I Got Early Access to ChatGPT API and then Pushed It to It’s Limits. Here’s What You Need to Know.
2023.03.03

"The ChatGPT API, released on March 1, reduced the call cost to 0.002 dollars/1000 tokens, 1/10th of the previous davinci. OpenAI says it has reduced the cost of ChatGPT by 90% since its release in December. This speed of cost reduction reminds us of a familiar concept: Moore's Law. Yes, Sam Altman tweeted on February 27: A new era of Moore's Law may be coming - the world's (artificial) intelligence doubles every 18 months.

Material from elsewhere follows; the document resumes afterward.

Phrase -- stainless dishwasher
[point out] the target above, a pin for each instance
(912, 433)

I remember that when ChatGPT was first released, someone calculated that the cost of ChatGPT per conversation was too high to compete with the cost of Google search. But in history, we have seen examples of cost drops again and again with Wright's Law, so that we can now drive a $30,000 Tesla, use a iPhone of less than $1,000, and the computing power of four 4090 graphics cards can exceed the world's top supercomputer.

The future is faster than you think, jump in.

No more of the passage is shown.